ハードキャンディ

blue『ハードキャンディ』を観る。エレン=ペイジが剣呑な赤頭巾の役。例によって14歳という設定をさほど違和感なく演じている。冒頭の15分、日常の裏に見える緊迫感はなかなかのものである。監督はデヴィッド=スレイドで、つまり『30デイズ・ナイト』と『エクリプス』の人であるからにはちょっと意外な感じすらしたのだけれど結局、いつものように頭が画面に収まり切らない中途半端な距離からのバストショットが多い印象で、位置関係を説明するシーンが確信犯的に排除されていて、密室劇なのに空間が掴みきれないという妙なことになっている。これが作家性というなら、やはりあまり好きになれない。話の特殊性によって、本作に限ってこのことは前景化しにくくなっているものの。もともと、基本を敢えて踏み違えているところが個性です、という態度を好まない。
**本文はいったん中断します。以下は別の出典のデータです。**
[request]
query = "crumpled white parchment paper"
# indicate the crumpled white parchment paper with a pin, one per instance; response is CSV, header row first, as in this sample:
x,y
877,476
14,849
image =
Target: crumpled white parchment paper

サンドラ=オーがちょっと顔を出しているのを除けば、登場人物はエレン=ペイジとパトリック=ウィルソンのほぼ二人きりで、しかも映像としては映すことができないあれやこれやを扱いながら、セリフと表情で104分を保たせているところは評価しなければいけないけれど、題材としては『4デイズ』みたいな、結論の比較的シンプルな事件の犯人を自白に追い込む過程、世に言う拷問に過ぎないので、あまり気持ちのいいものではない。